It’s this fringe kind of electronic music, with an electro aesthetic, electroclash perhaps. It’s exciting and interesting and has things to say, feels fresh and different. It has become my third big thing that I’ve stumbled upon in 2025 (after Heartworms and Ela Minus).
This woman has been keeping me mesmerized for about a month now. I stumbled upon Upwards randomly and can’t not listen to this album all the time.
Her music has a strong kinship with electropop classics that have this eerie vocal nature to them, like The Knife. However, her personal character, creativity, and connection to the hardware aspect of electronic music production gives me strong Björk vibes, too. And yet, she’s definitely her own thing: it’s not like I get reminded of these other performers and I get back to listen to those, but I stick with Ela’s album and keep listening this.

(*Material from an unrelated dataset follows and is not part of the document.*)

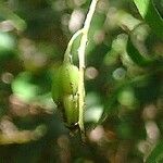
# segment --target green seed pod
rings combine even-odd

Beyond the fantastic music her lyrics are also so smart and interesting and artistic. There’s message to be told, layers of ideas to unfold. I don’t even know when was the last time I was looking up and reading lyrics for an electronic music record to understand properly all it has to say.
I do believe this is an album to mark and remember. I’d love to have it on vinyl and put it on display as one of the milestones of this year.
It’s so strange that I haven’t made note of Minuit Machine before considering how much I listen to their records recently. It’s a constant item in my cyberpunk playlists. It’s an amazing blend of electro and goth moods resulting in this beautiful dark wave atmosphere that I just strive in.
It’s really hard to pin down the genre for this album. The atmosphere is moody electronic music on mid tempo, city music, walk in the rain music. On Basecamp it self-defines as techno and downtempo by tags. But I’d argue that the reality of it is mostly progressive breaks. In any case, Circles is my track of the month: this is most definitely prog breaks, with a fantastic melody, beautiful vocals, and such a well crafted arch for the whole song.
Overall a nice electronic music record, and I couldn’t be more specific than that—it’s like those Booka Shades of the musical spectrum that could fall in many sub-genres depending on how you look at it or where you come from. That said let’s focus on the title track, which just knocks my socks off. It is some amazing achievement in being soothing and calm, but also high in energy and making me move right away with floaty-wavy arms. I can imagine listening to it on a dancefloor and rise to melodic mid-tempo electro heaven. It’s been a while that I listened to something and wanted to reach for remixes; I just wish there’s a slightly higher tempo version of this as well.
Steffi‘s Yours & Mine is my forever favorite work music. When I need to push push push it in the most efficient way that is my go-to. Now, this album is the pretty close to that. It is good music, has some great vibes and tunes and drag to it, but neutral and non-disruptive enough to be able to fully concentrate on what I’m working on. It contains a couple different flavors of electro and a general dub techno mood.
During the first track I was considering skipping this EP altogether, lucky I didn’t. This is a collection of some oddball electro tracks, which are too boogie to be IDM but too silly to appear seriously on a dancefloor. But it would be FUN to hear a track like Night Drive in a club. Although the one titled Pleasure Activism could totally fit a chiptune set.